# Gary's Flatband Ergo in Osage Orange



## brianmitchell66 (Jun 20, 2011)

Today, I was pleasantly surprised to find a package waiting for me. Even though it had only been TWO DAYS since Gary sent his classic Flatband Ergo out in the mail, I was looking at the beautiful osage orange frame in its fullest.

The first thing I noticed was the beautiful grain and finish on the wood. Gary really did the osage orange wood justice with his fantastic finish.

I picked up the frame, and immediately understand why so many people in the chat room had advised me to go with my gut feeling and buy the Ergo- it is so comfortable. The thumb brace is exceptional and allows for a great grip on the slingshot. The forks are wide enough to guarantee fork hits will be rare (if never), but they are not too wide as to put a strain on the hand just to grip the thing. In short, I like the fork width. I killed a bunch of cans today, gaining the sentiment that this slingshot shoots where you want it to! The osage orange wood is strong as any wood I have ever dealt with. I understand why some on this forum joke about it being "yellow gold," because in our slingshot fanatics world, this wood is like gold to us! In conclusion, a comfy and strong frame is what you will get with this Ergo.

Gary sent the slingshot out with .050 inch thick latex bands with one of his double cupped pouches. I like how easy it is to just drop the ball into the pouch, which does the work for you in terms of centering the ball. The bands are tied securely to both the pouch and the frame. In addition, the bands have a nice pull, similar to Tex's field bands in my opinion. They shoot fast, and I have no doubt they will outlast some of the Theraband gold and Theraband black bandsets out there.
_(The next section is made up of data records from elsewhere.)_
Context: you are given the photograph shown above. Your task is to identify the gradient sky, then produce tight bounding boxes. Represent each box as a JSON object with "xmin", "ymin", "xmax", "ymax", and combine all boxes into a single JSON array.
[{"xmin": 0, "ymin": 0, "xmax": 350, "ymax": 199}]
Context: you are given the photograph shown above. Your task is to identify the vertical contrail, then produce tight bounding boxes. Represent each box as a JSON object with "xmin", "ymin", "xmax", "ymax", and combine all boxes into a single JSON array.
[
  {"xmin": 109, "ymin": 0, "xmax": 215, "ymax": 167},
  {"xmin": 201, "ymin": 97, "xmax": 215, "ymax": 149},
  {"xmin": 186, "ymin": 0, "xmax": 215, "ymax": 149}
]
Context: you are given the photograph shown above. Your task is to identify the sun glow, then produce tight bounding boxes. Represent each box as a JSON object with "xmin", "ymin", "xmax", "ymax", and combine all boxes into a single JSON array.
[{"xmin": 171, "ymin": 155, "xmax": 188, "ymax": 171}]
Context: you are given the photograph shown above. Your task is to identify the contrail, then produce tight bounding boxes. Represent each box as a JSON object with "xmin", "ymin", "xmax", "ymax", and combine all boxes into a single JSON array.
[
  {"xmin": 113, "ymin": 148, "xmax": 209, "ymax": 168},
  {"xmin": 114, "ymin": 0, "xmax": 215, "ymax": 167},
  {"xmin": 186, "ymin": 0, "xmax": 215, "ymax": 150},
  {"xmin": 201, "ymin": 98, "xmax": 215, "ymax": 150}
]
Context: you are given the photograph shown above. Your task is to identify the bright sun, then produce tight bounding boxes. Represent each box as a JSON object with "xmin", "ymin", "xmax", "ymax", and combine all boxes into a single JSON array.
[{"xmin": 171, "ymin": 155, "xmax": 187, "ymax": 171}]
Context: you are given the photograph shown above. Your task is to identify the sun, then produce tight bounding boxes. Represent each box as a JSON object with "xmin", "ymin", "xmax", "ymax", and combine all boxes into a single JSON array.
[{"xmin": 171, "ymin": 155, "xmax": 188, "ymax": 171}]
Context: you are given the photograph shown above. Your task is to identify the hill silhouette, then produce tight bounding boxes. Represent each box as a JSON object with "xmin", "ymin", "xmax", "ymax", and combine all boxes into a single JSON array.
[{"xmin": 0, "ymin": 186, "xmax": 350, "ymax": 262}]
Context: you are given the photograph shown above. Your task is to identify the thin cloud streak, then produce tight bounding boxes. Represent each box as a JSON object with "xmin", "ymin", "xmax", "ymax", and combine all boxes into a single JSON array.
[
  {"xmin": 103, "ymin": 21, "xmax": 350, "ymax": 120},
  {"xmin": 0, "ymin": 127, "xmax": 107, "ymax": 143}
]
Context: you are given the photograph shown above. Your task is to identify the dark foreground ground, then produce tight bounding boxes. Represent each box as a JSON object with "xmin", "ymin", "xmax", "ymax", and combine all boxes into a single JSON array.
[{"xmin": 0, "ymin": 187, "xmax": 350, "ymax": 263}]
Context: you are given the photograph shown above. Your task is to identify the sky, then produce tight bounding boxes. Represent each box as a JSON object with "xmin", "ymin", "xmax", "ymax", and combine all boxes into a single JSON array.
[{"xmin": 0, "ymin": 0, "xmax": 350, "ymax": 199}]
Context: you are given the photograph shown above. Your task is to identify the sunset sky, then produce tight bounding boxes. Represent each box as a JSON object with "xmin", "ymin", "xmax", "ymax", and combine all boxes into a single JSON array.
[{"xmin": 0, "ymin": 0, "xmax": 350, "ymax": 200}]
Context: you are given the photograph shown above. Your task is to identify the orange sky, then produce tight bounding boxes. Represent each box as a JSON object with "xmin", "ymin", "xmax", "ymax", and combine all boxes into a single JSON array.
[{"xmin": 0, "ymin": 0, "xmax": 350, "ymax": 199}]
Gary is as nice of a guy as any on this forum, and he knows so much about this hobby. He was quick in his communication and was even quicker in sending out the package. I am so glad I made this purchase. If you are looking for a nice board-cut slingshot, look no further than the Flatband Ergo!

Thanks Gary for this addition of a timeless classic to my ever-growing slingshot collection!

Please check out some pictures down below!


----------



## e~shot (Jun 3, 2010)

Good review Michell, very nice slingshot


----------



## Northerner (Nov 9, 2010)

Nice slingshot Brian! Gary sure considers all the details and makes a frame that feels great in the hand. Osage Orange is very popular amongst the selfbow craftsmen... also called Horse-apple, Hedgeapple, Bois D'Arc, Bow-wood, Bodark, etc.

Cheers,
Northerner


----------



## NaturalFork (Jan 21, 2010)

Yea those flatband ergos kick serious ass.


----------



## M.J (Nov 1, 2010)

Great design, great wood, great guy! Doesn't get any better!


----------



## spanky (May 29, 2011)

Garys makes stunning slingshots plus he is one heck of a nice bloke.
I still cant get over the price he charges,My Ergo is worth its weight in gold to me,The finish is out of this world,And it shoots like a dream.
If you havent got a Flatband ergo-GET ONE,You will be amazed.


----------



## Screwdriver (May 31, 2011)

Nice....I got an Ergo in Osage with oiled finish......

Gary is the man......!


----------



## Dayhiker (Mar 13, 2010)

Congratulations, that's one of the best slingshots out there. I now have 2.


----------



## Daniel J (Dec 15, 2010)

it looks good, i might check it out later.


----------



## Pro-Shot (UK) Catapults (Apr 21, 2010)

Gary flatband does not shout about his classics but you got to hand it to him he makes a nice frame and his band set arnt bad to


----------